July 25, 2003

Making the grade

The 2002 federal Adequate Yearly Progress school assessment figures were released yesterday, and the handwringing and worrywarting has begun. The Sacramento Bee notes, for example, that 70% of California's schools failed to meet the new standards, which are described below:

Under AYP, progress must be shown not only for each school but also in subgroups within a school. The subgroups include major ethnic groups, English learners, disabled students and poor children. If any subgroup comes up short, then the whole school fails.

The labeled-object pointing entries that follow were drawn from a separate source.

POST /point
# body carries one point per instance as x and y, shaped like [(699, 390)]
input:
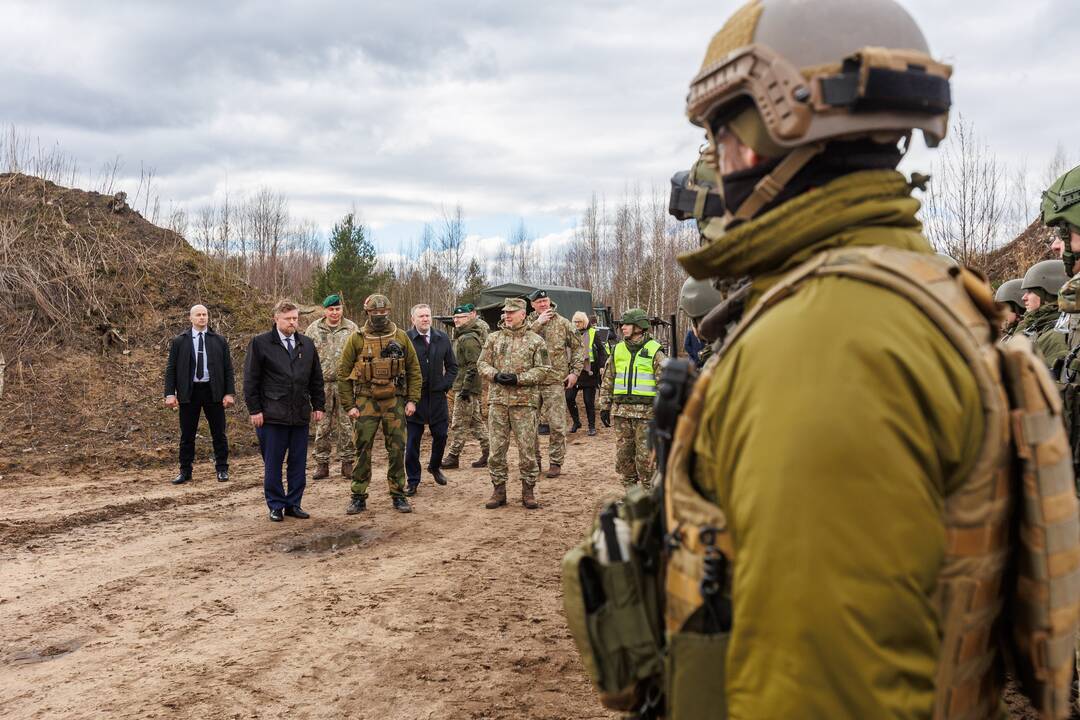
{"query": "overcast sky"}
[(515, 110)]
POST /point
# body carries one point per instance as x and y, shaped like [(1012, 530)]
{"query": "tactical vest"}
[(380, 366), (1012, 531), (634, 380)]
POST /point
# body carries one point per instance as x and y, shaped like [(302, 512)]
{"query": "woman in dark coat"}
[(590, 379)]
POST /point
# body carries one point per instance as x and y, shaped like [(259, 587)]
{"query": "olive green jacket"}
[(832, 432)]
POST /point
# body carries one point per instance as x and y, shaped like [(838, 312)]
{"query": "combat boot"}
[(359, 504), (527, 498), (498, 497)]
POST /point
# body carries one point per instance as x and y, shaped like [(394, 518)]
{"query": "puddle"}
[(50, 652), (328, 543)]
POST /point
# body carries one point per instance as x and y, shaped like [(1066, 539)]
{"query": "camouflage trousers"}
[(389, 415), (632, 457), (335, 422), (521, 421), (467, 420), (554, 415)]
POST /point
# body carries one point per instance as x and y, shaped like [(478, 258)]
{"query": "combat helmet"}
[(787, 76), (1011, 291), (698, 297), (1048, 275), (377, 301), (635, 316)]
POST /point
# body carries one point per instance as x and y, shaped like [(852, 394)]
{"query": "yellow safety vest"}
[(633, 371)]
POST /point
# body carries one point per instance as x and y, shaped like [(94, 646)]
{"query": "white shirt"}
[(194, 355)]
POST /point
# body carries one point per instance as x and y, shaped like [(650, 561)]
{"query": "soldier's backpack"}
[(1010, 580)]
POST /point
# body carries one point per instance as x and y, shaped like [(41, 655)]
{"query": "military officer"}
[(1043, 323), (468, 388), (836, 447), (1010, 298), (329, 334), (515, 361), (630, 385), (379, 381), (567, 357)]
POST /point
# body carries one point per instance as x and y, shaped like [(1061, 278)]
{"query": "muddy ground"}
[(122, 596)]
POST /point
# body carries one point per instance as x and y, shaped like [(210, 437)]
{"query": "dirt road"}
[(122, 596)]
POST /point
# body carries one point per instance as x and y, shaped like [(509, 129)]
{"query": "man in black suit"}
[(199, 381), (439, 368), (283, 388)]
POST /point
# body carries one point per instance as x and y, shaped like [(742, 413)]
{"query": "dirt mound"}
[(93, 294)]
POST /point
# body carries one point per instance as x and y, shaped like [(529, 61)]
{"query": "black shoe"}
[(358, 504)]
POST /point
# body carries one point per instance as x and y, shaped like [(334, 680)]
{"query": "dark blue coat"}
[(439, 367)]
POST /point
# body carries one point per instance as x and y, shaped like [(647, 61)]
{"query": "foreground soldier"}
[(468, 388), (630, 384), (567, 357), (848, 450), (379, 380), (515, 361), (1010, 298), (329, 335), (1042, 322)]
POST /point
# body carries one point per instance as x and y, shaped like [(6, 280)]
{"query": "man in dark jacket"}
[(283, 388), (439, 369), (199, 381), (590, 379)]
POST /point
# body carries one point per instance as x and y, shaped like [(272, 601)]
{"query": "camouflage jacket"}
[(564, 344), (410, 381), (518, 351), (607, 390), (468, 342), (328, 342)]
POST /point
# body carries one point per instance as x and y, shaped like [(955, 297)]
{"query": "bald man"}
[(199, 381)]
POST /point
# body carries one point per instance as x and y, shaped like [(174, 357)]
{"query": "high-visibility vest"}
[(633, 371)]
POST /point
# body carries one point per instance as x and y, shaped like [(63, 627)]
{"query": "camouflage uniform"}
[(567, 355), (631, 418), (329, 341), (512, 409), (389, 412), (468, 390)]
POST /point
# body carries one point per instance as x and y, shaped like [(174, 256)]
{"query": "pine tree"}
[(474, 283), (353, 266)]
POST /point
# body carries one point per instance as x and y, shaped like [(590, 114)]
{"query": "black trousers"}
[(201, 404), (439, 432), (571, 405)]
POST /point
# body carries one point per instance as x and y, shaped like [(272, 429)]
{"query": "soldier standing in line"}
[(630, 384), (468, 388), (567, 356), (515, 361), (329, 335), (379, 380)]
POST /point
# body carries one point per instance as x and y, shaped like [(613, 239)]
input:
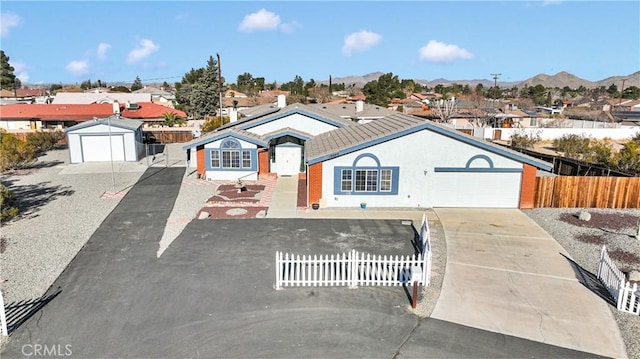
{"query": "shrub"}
[(45, 140), (213, 122), (572, 145), (14, 153), (522, 139), (7, 201)]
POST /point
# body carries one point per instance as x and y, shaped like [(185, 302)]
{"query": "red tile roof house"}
[(397, 161), (41, 116)]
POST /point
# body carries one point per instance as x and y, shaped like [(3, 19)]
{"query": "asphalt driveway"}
[(211, 293)]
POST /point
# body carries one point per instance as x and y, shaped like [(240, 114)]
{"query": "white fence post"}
[(627, 297), (3, 318), (353, 268)]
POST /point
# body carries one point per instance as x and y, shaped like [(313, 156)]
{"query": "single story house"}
[(397, 161), (405, 161), (109, 139), (270, 142)]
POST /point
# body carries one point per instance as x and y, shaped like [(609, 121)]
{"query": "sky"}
[(117, 41)]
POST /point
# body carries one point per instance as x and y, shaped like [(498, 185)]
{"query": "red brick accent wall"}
[(200, 158), (527, 187), (314, 183), (263, 161)]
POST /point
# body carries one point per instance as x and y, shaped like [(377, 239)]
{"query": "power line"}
[(495, 84)]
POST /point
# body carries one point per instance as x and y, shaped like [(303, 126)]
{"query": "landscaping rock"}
[(584, 216)]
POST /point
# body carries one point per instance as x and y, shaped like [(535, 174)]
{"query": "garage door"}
[(96, 148), (476, 189)]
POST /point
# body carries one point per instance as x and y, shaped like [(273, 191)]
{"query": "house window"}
[(215, 159), (230, 159), (346, 180), (230, 156), (246, 159), (366, 179), (385, 180)]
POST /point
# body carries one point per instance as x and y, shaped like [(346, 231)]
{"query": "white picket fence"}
[(355, 268), (3, 318), (627, 296)]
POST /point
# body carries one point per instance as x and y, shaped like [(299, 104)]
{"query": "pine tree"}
[(8, 80), (137, 84), (198, 92)]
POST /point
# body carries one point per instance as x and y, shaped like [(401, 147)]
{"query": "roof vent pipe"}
[(282, 101)]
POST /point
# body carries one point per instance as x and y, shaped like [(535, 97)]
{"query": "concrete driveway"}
[(211, 293), (505, 274)]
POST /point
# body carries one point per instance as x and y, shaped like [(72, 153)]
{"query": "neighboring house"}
[(398, 161), (109, 139), (40, 116), (149, 113), (234, 94), (271, 142), (359, 112), (158, 96), (406, 105), (99, 97)]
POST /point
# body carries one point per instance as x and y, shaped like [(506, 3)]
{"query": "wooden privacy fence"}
[(626, 296), (354, 268), (171, 136), (587, 192)]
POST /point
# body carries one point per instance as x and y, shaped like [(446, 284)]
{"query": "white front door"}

AYP mandates that certain requirements are met each year:

* Each school and subgroup must perform to a proficiency level. In the first three years of AYP, 13.6 percent of elementary and middle school students must be proficient in English and 16 percent in math. For high school students, 11.2 percent must be proficient in English and 9.6 percent in math. Those percentages climb in future years.

* All schools and districts must have at least 95 percent of their students take state standards tests.

* Schools must also show improvement in their Academic Performance Index -- a number between 200 and 1,000 assigned to schools based on student performance on standardized tests.

* Finally, schools must show growth in high school graduation rates.

Sanctions for insufficient progress include allowing students to transfer to schools that meet the standards, requiring schools to provide tutoring, or even firing school staff.

Why is it difficult for schools to meet the standards above? Many, it seems, don't manage to test 95% of their kids, and that requirement that all subgroups show improvement is tricky, although the percentages stated above proficient performers is surprisingly low. Only 11.2% of high school students must be proficient in English? What schools are failing to teach 9 out of 10 teenagers to read?

On paper, Oakland's schools seem to be failing in that mission, but, although only 5% of Oakland's schools met the required progress standard, it appears that at least a few schools fell short because they didn't test 95% of their students in each subgroup. And one Fremont elementary school, widely considered to be one of the best, is indignant at being included in the "failing to make progress" category:

Mission Valley, for instance, scored a perfect 10 on the 2002 Academic Performance Index, but it is considered deficient in both math and English in the AYP ratings because 92.2 percent of white children took the test instead of the required 95 percent. That equals about five children.

Never mind that more than more than 75 percent of the kids who did take the test were rated proficient in both subjects, surpassing by far the requirement of 13.6 percent in English and 16 percent in math.

"The 95 percent participation rate is a difficult baseline for all districts to reach," said Jessica Zektser, testing director for the Fremont school district, who noted that every district in Alameda County was thwarted by that requirement.

Emphasis mine. If nothing else, perhaps these sorts of numbers can provide impetus for some sort of change to that section of the law. I understand why the 95% requirement is there - to keep schools from fudging the numbers by refusing to test low-performers - but if a school shows that 94%, or 93%, were tested, and that this group was very far above the national benchmark, an allowance should be made. It's silly for a school whose children perform well overall to get a low rating just because five Hispanic kids stayed home on the days the tests were given.

The full report, which will include 2003 results, will be released in August of this year.